Air travelers who refuse to wear face masks on planes to protect passengers and crews from COVID-19 are not only being stopped from flying now, but may also be banned from flying commercially in the future, U.S. airlines are warning.
“We take the requirement to wear a mask very seriously,” Delta Air Lines CEO Ed Bastian said in a staff note Thursday, reports CNBC. “Customers who choose not to comply with this or any other safety requirement risk losing their future flight privileges with Delta. So far, there have thankfully only been a handful of cases, but we have already banned some passengers from future travel on Delta for refusing to wear masks on board.”
Last week, American Airlines blocked a traveler from flying in New York after he refused to wear a mask, and Southwest Airlines says it won't let travelers board planes if they're not wearing a face mask to "ensure anyone uncomfortable with wearing a face covering or mask does not board a Southwest aircraft."
The airlines also are taking other measures, including informing travelers when flights are getting full so they can make other plans, and leaving some seats open on planes to help create more distancing.

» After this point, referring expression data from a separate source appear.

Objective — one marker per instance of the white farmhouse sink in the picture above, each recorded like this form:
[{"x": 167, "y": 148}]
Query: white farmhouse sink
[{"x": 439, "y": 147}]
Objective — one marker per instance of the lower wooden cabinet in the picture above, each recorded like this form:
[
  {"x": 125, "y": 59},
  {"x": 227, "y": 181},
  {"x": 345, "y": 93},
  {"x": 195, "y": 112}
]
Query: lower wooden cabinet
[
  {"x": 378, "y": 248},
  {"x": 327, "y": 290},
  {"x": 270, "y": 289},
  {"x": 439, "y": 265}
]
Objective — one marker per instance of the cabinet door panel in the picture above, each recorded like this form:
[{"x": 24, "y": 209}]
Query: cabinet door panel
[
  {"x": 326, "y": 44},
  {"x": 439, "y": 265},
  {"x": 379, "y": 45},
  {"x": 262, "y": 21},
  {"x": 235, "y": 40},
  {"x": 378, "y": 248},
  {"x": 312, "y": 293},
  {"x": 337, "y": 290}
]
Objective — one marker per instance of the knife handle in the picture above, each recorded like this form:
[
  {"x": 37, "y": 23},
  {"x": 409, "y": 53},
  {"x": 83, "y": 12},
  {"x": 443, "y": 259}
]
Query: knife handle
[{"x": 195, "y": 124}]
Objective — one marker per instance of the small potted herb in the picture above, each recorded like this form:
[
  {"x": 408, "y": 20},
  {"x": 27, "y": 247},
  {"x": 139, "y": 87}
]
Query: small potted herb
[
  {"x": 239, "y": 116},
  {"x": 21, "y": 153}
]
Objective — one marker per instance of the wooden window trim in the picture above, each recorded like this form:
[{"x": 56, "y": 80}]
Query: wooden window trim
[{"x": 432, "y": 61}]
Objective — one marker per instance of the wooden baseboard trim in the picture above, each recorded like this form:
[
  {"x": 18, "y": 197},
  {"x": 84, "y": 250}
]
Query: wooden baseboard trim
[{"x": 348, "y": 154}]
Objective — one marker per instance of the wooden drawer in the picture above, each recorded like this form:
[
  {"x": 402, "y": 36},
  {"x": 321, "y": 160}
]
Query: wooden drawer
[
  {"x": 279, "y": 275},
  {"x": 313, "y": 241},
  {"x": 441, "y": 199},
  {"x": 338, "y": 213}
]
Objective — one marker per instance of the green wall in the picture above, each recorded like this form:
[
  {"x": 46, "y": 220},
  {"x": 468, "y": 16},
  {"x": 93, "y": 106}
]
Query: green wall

The Allied Pilots Association, representing pilots at American Airlines, proposed Wednesday that the government buy seats on flights so that passengers don't have to sit next to strangers.
The Department of Transportation, citing guidelines from the Centers for Disease Control and Prevention, suggests but doesn't mandate that air travelers wear masks, and industry members want a federal rule.
“The federal government is not backing us up and that’s really what we need here,” Sara Nelson, president of the Association of Flight Attendants. “It is very important to send a clear message to the traveling public that this is the expectation and there will be consequences if people don’t follow these instructions.”